Remix.run Logo
g947o 4 hours ago

I think Rust is great for agents, for a reason that is rarely mentioned: unit tests are in the same file. This means that agents just "know" they should update the tests along with the source.

With other languages, whether it's TypeScript/Go/Python, even if you explicitly ask agents to write/run tests, after a while agents just forget to do that, unless they cause build failures. You have to constantly remind them to do that as the session goes. Never happens with Rust in my experience.

jimbokun 26 minutes ago | parent | next [-]

Even LLMs know they should write tests but hate doing it.

0x3f 4 hours ago | parent | prev | next [-]

You can add a callback to e.g. Claude to guarantee it does a cargo check and test.

unshavedyak 4 hours ago | parent [-]

Fwiw i used to do this (and with lints) - it was the only way to make Claude consistent in the early days when i first started using it (~August 2025).

For many months now though, Claude is nearly consistent with both calling test and check/clippy. Perhaps this is due to my global memory file, not sure to be honest.

What i do know, is that i never use those hooks, i have them disabled atm. Why? Because the benefit is almost nonexistent as i mentioned, and the cost is at times, quite high. It means i cannot work on a project piecemeal, aka "only focus on this file, it will not compile and that's okay", and instead forces claude to make complete edits which may be harder to review. Worst of all, i have seen it get into a loop and be unable to exit. Eg a test fails and claude says "that failure is not due to my changes" or w/e, and it just does that.. forever, on loop. Burns 100% of the daily tokens pretty quick if unmonitored.

Fwiw i've not looked to see if there's an alternate way to write hooks. It might be worth having the hook only suggest, rather than forcing claude. Alternatively, maybe i could spawn a subagent to review if stopping claude makes sense.. hmm.

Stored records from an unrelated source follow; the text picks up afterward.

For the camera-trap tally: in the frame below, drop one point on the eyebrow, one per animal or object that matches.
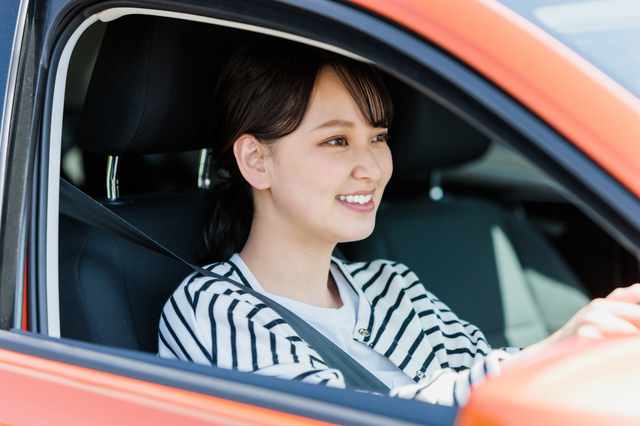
(335, 123)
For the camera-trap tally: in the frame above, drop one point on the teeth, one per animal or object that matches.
(355, 199)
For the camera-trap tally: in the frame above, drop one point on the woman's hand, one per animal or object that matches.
(616, 315)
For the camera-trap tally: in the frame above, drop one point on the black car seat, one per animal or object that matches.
(490, 268)
(148, 94)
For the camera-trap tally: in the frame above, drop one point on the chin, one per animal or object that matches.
(356, 234)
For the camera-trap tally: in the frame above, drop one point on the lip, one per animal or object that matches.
(363, 192)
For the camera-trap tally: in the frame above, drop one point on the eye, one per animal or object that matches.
(380, 138)
(337, 142)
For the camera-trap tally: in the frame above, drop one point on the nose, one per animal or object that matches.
(367, 164)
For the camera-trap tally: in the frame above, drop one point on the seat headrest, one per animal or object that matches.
(426, 136)
(152, 84)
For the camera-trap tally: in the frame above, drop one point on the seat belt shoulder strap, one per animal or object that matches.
(79, 206)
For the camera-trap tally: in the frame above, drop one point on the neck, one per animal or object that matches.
(292, 268)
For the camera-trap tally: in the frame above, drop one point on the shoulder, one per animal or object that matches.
(197, 291)
(380, 271)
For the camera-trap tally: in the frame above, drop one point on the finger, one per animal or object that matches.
(629, 294)
(598, 324)
(627, 311)
(589, 332)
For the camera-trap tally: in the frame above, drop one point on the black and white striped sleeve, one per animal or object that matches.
(464, 356)
(207, 322)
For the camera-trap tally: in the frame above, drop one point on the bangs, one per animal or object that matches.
(367, 90)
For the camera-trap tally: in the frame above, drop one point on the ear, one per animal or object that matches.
(250, 156)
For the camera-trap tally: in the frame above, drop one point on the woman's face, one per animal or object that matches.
(328, 176)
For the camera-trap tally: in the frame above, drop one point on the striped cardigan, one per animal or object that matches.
(208, 321)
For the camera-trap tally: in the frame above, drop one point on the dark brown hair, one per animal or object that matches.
(264, 90)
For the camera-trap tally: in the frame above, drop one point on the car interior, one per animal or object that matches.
(488, 233)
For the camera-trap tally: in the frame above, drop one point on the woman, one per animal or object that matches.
(302, 135)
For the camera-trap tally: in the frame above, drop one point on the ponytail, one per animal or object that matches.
(228, 220)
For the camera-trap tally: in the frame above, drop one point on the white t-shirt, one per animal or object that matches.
(337, 325)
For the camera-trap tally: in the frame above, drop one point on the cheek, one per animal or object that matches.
(385, 160)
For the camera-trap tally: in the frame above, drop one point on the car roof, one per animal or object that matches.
(543, 74)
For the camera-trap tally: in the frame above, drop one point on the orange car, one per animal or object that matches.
(516, 198)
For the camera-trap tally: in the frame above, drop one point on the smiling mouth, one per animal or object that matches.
(355, 199)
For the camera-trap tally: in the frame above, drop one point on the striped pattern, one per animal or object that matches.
(211, 322)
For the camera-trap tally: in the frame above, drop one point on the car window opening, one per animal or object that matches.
(466, 214)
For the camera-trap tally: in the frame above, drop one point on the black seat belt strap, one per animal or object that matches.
(79, 206)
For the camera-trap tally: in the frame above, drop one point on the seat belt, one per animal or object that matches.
(79, 206)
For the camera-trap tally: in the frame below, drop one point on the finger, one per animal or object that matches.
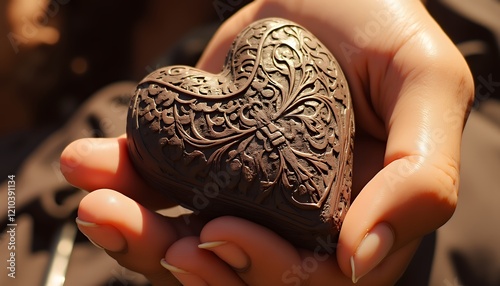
(97, 163)
(424, 105)
(194, 266)
(261, 257)
(134, 236)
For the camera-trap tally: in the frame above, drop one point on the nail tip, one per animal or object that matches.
(85, 223)
(353, 271)
(210, 245)
(172, 268)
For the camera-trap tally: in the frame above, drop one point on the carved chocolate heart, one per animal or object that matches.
(268, 139)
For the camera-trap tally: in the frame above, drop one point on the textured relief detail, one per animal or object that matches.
(274, 130)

0x3f 8 minutes ago | parent [-]

I find this doesn't work automatically for me because the projects I'm on have a lot of conditional compilation feature flags that it doesn't quite understand how to cargo check properly, unless I tell it.

Maybe for your case you could create a /maybe-check command, and run that in the hook? Then specify the conditions under which a check/test is needed in there.

wakawaka28 2 hours ago | parent | prev [-]

Unit tests in the same file wastes context and makes the whole thing hard to navigate for humans and machines alike.

jimbokun 26 minutes ago | parent | next [-]

It’s about the best possible documentation.

dnautics 2 hours ago | parent | prev | next [-]

nah, the agents jump around files anyways.

J_Shelby_J 2 hours ago | parent | prev [-]

I’ve been doing the least amount of unit tests possible and doing debug asserts instead.

0x3f 7 minutes ago | parent [-]

Normally I would put as many invariants in the types as possible, then tests cover the rest. I'm curious how you do this/what you use it for though. Would be cool if you had any examples.